Wen made the comments in a chat with Internet users as authorities braced for possible rallies in major cities after an online appeal aimed at pressing for government openness.
Wen also said the world's second-largest economy would aim for seven percent annual growth over the next five years -- a rare lowering of its usual target of eight percent expansion, until now seen as key to staving off social unrest.
And he again brushed off foreign complaints about the value of the country's currency, seen by critics in the United States and elsewhere as artificially undervalued, saying any "substantial" appreciation would hurt the economy.
"Rapid price rises have affected the lives of the people and even social stability," Wen acknowledged.
But he added: "We definitely can contain inflation."
China announced earlier this month that January inflation remained stubbornly high at 4.9 percent despite a series of measures taken to dampen price rises, including three interest rate hikes in the past four months.
The soaring price of food, housing and other essentials has become Beijing's main concern, and China's leaders have watched uneasily as those and other issues helped spark the unrest roiling the Middle East and North Africa.
The turmoil in the Arab world has inspired a mysterious online call for people to come out each Sunday for subtle "strolling" protests at designated sites in 13 cities across the country.
Calls for protests last Sunday sparked a heavy police turnout in Beijing, Shanghai and other cities.
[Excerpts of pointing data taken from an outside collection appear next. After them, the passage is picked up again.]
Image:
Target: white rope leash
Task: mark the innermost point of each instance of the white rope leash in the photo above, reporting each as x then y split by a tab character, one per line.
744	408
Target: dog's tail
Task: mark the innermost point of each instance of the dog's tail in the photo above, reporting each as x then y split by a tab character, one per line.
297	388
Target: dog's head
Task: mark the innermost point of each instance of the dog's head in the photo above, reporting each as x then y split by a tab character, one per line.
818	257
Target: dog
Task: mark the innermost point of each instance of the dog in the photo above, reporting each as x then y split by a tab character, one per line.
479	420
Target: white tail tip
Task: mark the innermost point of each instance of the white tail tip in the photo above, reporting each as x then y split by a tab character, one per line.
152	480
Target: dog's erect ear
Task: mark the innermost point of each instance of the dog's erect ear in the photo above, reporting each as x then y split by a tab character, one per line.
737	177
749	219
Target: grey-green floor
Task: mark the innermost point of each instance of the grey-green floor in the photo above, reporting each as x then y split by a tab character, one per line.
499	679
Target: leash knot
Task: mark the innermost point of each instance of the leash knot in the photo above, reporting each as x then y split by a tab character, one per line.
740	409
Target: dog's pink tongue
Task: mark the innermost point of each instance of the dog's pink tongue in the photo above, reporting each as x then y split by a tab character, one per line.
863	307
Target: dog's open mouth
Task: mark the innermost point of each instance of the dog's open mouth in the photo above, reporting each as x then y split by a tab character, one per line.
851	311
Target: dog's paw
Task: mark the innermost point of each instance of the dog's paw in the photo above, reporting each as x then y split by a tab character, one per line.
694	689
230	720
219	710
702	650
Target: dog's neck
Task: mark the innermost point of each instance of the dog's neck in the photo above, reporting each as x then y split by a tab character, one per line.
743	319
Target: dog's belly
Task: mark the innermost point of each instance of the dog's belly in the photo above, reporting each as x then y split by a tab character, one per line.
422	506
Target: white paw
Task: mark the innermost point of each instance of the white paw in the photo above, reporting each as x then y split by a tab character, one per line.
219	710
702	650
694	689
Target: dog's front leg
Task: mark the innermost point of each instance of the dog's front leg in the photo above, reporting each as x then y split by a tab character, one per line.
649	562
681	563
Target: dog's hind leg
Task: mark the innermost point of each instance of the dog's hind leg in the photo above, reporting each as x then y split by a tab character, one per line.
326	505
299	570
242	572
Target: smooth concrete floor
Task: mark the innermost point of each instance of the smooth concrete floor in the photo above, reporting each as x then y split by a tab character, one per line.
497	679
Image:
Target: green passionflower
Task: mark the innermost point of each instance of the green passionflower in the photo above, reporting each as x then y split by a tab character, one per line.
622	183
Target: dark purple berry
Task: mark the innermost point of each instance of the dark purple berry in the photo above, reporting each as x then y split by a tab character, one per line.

The events appeared lightly attended, however, and free of major incidents.
Security was ramped up again on Sunday, with at least 300 uniformed police guarding the entrance to the rally site in the Wangfujing shopping street in central Beijing.
At least a dozen police cars and vans, as well as armored police vehicles, were parked nearby.
Inflation, especially related to food, has a history of sparking unrest in China, particularly among the poorer segments of the population.
It has become a hot issue for the government as the economy has sizzled along in the wake of the global financial crisis, last year overtaking Japan as the world's number two economy after the United States.
"In the five-year plan, we have decided on an economic growth rate of seven percent," Wen said, referring to the government's economic blueprint for 2011-2015 that is to be put before China's rubber-stamp parliament in a week.
China's economy grew 10.3 percent in 2010, marking the fastest annual pace since the onset of the global crisis.
Unlike other countries struggling to spur growth, Beijing has been trying to slow its economy amid fears the economy is overheating, and stem a flood of liquidity that is fanning inflation and driving up property prices.
Addressing the value of the yuan, Wen ruled out the sort of "substantial" increase being urged in the United States, where China is accused of keeping the currency artificially low to make its exports more competitive overseas.
A sharp rise "would bankrupt or put out of business many processing enterprises, cause foreign trading companies to lose orders to other countries," and cause widespread unemployment, he said.
However, he pledged China would continue with a gradual reform of its currency policy, which has seen the yuan strengthen slightly since last year, but short of what is being demanded in the United States.